RARE Daily

Health Canada Authorizes Alnylam’s Oxlumo for Ultra-Rare Liver Disease

May 18, 2022

Health Canada has issued a Notice of Compliance authorizing Alnylam Pharmaceutical’s Oxlumo for the treatment of the ultra-rare liver disease primary hyperoxaluria type 1 to lower urinary oxalate levels in pediatric and adult patients.

Photo: Elizabeth Harvey, pediatric nephrologist at The Hospital for Sick Children and a member of Alnylam Canada’s Scientific Advisory Board

Primary hyperoxaluria type 1 (PH1) is characterized by oxalate overproduction. Oxalate is an end-product of metabolism and high levels of it are toxic because it cannot be broken down by the human body. Oxalate overproduction results in the deposition of calcium oxalate crystals in the kidneys and urinary tract and can lead to the formation of painful and recurrent kidney stones, nephrocalcinosis (renal deposition of calcium oxalate crystals), progression to ESKD (kidney failure), and systemic organ dysfunction.

There are several types of primary hyperoxaluria (PH), however, PH1 is the most common and the most severe form accounting for 70 to 80 percent of all PH cases. Symptom onset ranges from early infancy to sixty years of age with the median age being four to six years. The remainder of affected cases present in adulthood with 20 to 50 percent presenting late stages of chronic kidney disease when diagnosed.

The only curative treatment is a liver transplant and if the patient has already progressed to kidney failure, then a dual liver/kidney transplant is required. However, liver transplantation is associated with high morbidity and mortality, and life-long immunosuppression, leaving patients with limited options.

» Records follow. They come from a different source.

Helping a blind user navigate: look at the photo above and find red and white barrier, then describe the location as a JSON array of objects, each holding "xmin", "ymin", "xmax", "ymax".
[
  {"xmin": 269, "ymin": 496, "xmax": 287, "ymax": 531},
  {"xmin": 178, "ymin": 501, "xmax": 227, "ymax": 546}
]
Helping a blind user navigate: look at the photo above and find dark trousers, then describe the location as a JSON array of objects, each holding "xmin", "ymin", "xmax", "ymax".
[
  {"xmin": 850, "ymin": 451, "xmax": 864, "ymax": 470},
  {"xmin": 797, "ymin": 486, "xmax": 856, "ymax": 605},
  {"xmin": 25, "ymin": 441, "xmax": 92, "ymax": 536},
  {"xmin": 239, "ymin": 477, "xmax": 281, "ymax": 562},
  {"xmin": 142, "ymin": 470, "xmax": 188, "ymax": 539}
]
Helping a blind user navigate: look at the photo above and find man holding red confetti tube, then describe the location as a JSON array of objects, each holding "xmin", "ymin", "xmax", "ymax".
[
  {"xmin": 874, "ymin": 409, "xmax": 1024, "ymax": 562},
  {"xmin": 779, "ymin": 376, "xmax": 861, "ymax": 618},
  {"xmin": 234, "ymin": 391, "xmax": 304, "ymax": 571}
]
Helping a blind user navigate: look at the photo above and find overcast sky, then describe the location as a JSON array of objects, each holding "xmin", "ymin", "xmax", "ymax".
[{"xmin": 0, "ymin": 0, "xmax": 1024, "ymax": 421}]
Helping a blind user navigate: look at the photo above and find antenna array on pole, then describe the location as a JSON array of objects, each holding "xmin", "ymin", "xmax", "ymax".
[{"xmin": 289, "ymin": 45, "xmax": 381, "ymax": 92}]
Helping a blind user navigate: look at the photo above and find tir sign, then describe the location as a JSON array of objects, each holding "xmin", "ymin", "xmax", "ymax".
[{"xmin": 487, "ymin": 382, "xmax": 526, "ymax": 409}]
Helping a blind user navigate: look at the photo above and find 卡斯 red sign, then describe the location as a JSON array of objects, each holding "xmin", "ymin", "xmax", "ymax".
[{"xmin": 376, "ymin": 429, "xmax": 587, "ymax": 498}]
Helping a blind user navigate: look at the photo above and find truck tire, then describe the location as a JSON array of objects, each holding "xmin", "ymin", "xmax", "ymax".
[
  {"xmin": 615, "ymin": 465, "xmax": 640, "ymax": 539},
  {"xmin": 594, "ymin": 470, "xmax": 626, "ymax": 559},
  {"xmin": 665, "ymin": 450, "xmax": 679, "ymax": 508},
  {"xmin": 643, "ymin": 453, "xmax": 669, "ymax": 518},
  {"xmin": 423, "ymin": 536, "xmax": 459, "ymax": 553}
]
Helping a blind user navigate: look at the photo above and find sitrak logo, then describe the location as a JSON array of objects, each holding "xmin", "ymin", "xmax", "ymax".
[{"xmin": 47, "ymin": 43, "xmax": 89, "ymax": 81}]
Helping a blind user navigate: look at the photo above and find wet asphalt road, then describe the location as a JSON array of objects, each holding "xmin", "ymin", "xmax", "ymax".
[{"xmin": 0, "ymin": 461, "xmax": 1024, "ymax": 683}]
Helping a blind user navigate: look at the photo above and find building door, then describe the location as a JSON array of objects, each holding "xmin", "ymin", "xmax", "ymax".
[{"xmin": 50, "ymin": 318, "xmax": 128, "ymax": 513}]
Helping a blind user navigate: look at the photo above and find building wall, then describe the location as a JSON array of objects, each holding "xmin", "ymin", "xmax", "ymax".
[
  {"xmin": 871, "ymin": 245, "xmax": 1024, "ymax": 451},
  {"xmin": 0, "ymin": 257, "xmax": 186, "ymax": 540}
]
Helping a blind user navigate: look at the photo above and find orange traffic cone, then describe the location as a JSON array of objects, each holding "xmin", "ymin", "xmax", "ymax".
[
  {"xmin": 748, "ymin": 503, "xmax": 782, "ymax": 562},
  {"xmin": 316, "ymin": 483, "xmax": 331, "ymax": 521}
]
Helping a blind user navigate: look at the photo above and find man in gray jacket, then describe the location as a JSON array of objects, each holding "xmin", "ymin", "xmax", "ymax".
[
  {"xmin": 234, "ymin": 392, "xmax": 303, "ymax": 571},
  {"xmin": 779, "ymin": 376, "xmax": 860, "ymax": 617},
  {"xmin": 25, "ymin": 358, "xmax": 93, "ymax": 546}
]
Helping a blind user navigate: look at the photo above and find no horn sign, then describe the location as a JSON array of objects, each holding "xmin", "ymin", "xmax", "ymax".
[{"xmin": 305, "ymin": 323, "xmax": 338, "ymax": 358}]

Oxlumo is a double-stranded siRNA that reduces the levels of the enzyme glycolate oxidase (GO) responsible for supporting the production of oxalate by targeting the hydroxy acid oxidase 1 (HAO1) messenger ribonucleic acid (mRNA) in major cells of the liver known as hepatocytes through RNA interference. As a result, decreased GO enzyme levels reduce the amount of urinary and plasma oxalate levels, the underlying cause of disease manifestations in patients with PH1.

“PH1 is a challenging condition to diagnose and treat due to significant variations in the age of onset, rate of disease progression, and associated clinical manifestations,” says Elizabeth Harvey, pediatric nephrologist at The Hospital for Sick Children and a member of Alnylam Canada’s Scientific Advisory Board. “The approval of this therapy presents patients with a novel treatment option that may potentially reduce the oxalate burden responsible for causing their disease.”

Oxlumo was granted a Notice of Compliance based on the results of a randomized, double-blind, placebo-controlled clinical study in patients six years and older with PH1 (ILLUMINATE-A) and in a single-arm clinical study in patients less than 6 years of age with PH1 (ILLUMINATE-B). The ILLUMINATE-A study showed that Oxlumo met its primary endpoint, evidenced by a 53 percent mean reduction in urinary oxalate, and a 65 percent mean reduction in urinary oxalate relative to baseline. In ILLUMINATE-B, Oxlumo demonstrated a 72 percent mean reduction in spot urinary oxalate:creatinine ratio from baseline to month six (averaged from months three to six), meeting its primary endpoint.

“This milestone is exciting, as it represents the third RNAi treatment to be brought to Canada in 3 years to treat rare and ultra-rare diseases,” says Colleen Coxson, Country General Manager, Canada, Alnylam Pharmaceuticals. “Unfortunately for many patients, it can often take years to diagnose a rare disease, and just as long to find a treatment. Bringing Oxlumo to Canadian patients with PH1 further cements Alnylam Canada’s commitment to the rare disease community.”